Pet Therapy for Mesothelioma Patients
People diagnosed with mesothelioma often spend significant time traveling for treatment and care. With various surgeries and therapies designed to help them fight their cancer, it may seem like there is little time left for activities they enjoy. Pet-assisted therapy can accomplish both physical and mental healing for cancer patients, while providing tremendous enjoyment.
What is Pet Therapy?
Pet therapy or animal therapy encompasses several different types of animal-assisted activities. It may be simple pet visitation. Pet therapy can also include having an animal companion during treatments or going through pet-facilitated therapy. The idea behind pet therapy is that the companionship of an animal provides a great deal of comfort. Animals can also help the feelings a mesothelioma patients has of being alone, anxious, or depressed.

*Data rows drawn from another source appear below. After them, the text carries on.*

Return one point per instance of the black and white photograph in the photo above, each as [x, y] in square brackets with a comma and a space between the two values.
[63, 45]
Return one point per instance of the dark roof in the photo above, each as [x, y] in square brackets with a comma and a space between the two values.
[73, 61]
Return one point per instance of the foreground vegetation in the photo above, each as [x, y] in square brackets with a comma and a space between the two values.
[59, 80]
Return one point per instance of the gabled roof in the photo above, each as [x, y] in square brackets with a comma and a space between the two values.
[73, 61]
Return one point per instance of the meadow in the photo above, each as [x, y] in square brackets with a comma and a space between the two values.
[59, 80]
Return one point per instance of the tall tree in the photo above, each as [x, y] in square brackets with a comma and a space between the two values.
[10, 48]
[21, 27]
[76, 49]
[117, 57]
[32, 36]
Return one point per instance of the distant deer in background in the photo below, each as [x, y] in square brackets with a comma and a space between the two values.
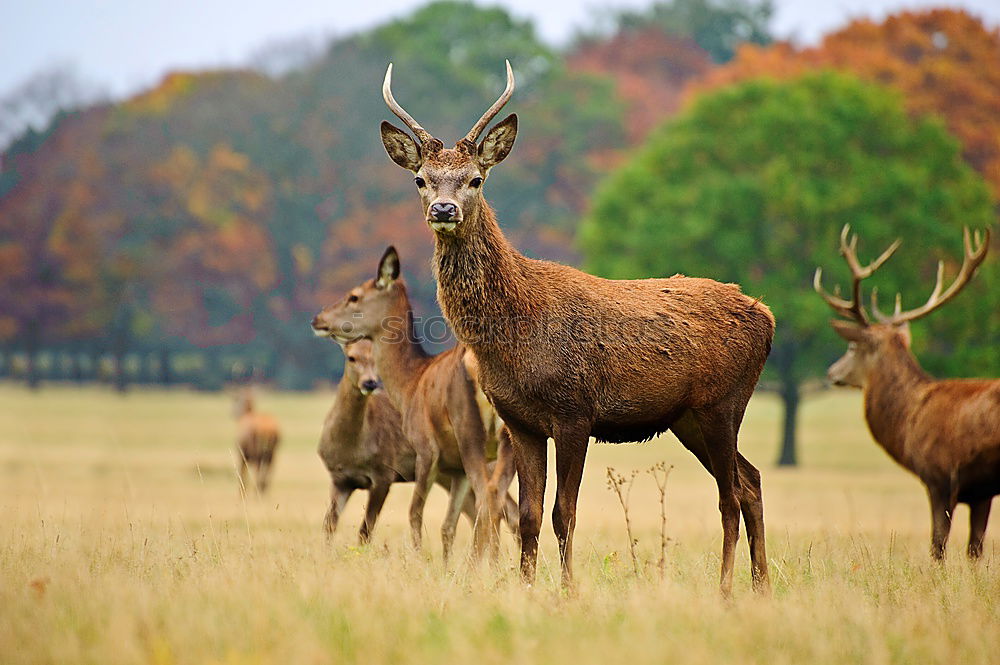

Pet therapy has been studied extensively. Research proves its positive effect on the emotional well-being of mesothelioma patients. Animal therapy offers emotional and tactile connection. Patients who have used pet therapy report reductions in stress, grief, loneliness and isolation.
Studies show radiation therapy patients who have participated in pet therapy rate their overall health higher than those who did not participate. Pet therapy during chemotherapy reduces depression and improves blood oxygenation. It has even been shown to reduce patient fatigue.
Animals and Emotional Well-Being
A clinical study found that patients going through radiation therapy or chemotherapy, received significant emotional benefits from animal therapy, even as their physical health declined. The study included 42 adults with aggressive head and neck cancers who received intensive radiation therapy and chemotherapy.
The patients experienced significant physical decline over the course of the study, as well as loss in functioning. Patients were fatigued, frightened, and experienced other uncomfortable side effects. Patients were assessed after visiting therapy dogs. These assessments showed increases in emotional and social wellness when the opposite was expected based on their physical decline. The positive effects of the dogs lasted long after they were gone.
Stress Relief with Animals
Chronic stress is one of the most debilitating aspects of a mesothelioma diagnosis. However, it is often overlooked. In the quest to fight a patient’s physical cancer, attending to emotions is rarely made a priority. As a result, anxiety can become overwhelming. Stress can manifest itself physically in insomnia and other related conditions. It can also result in clinical depression.
Having pets has been proven to decrease stress, and it isn’t just pet owners who see the benefits. Any positive interaction between a human and an animal can reduce stress and lower blood pressure. This is an important benefit for mesothelioma and other cancer patients who often experience significant stress because of their illness.
Improved Social Interactions
One benefit of pet therapy for mesothelioma patients is increased interaction between the patient and their caregivers. The presence of an animal seems to break down barriers and improve communication. Animals also improve the staffs ability to empathize with the patient. Animal presence in hospice settings has a positive impact on the staff and patients, facilitating better social interactions, increasing verbalization, and improving morale.
Animals and Surgery
Animal presence prior to major surgery has been shown to reduce blood pressure and anxiety in the patient. In turn, this leads to better patient outcomes. Canine visitation therapy has even been shown to have a beneficial impact on pain management. One study found patients who had animal visits required less pain medication after surgery than those who did not.
Animals and Overall Well-Being in Patients and Others
According to Dr. Edward Creagan, an oncologist at the Mayo Clinic in Rochester, Minnesota, “A pet is a medication without side effects that has so many benefits. I can’t always explain it myself, but for years now I’ve seen how having a pet is like an effective drug. It really does help people.” Visiting pets brought into hospital or clinical settings enhance the will to live, improve patient mood, lower stress, and decrease the need for pain medication.
Perhaps just as important, pet visitation programs also benefit the patient’s family. Animals provide something to talk about when the illness is too difficult to discuss. The presence of a pet also provides a topic of conversation beyond the patient’s cancer.
If you are battling mesothelioma, you may be experiencing fear, anxiety, stress, and physical discomfort. While there are medical treatments to help you feel better, a visit from a therapy animal may prove just as beneficial. Check with your medical center or local organizations to find out about visits from therapy animals. The visit will lighten your load, relieve your stress, and may even reduce physical pain and discomfort.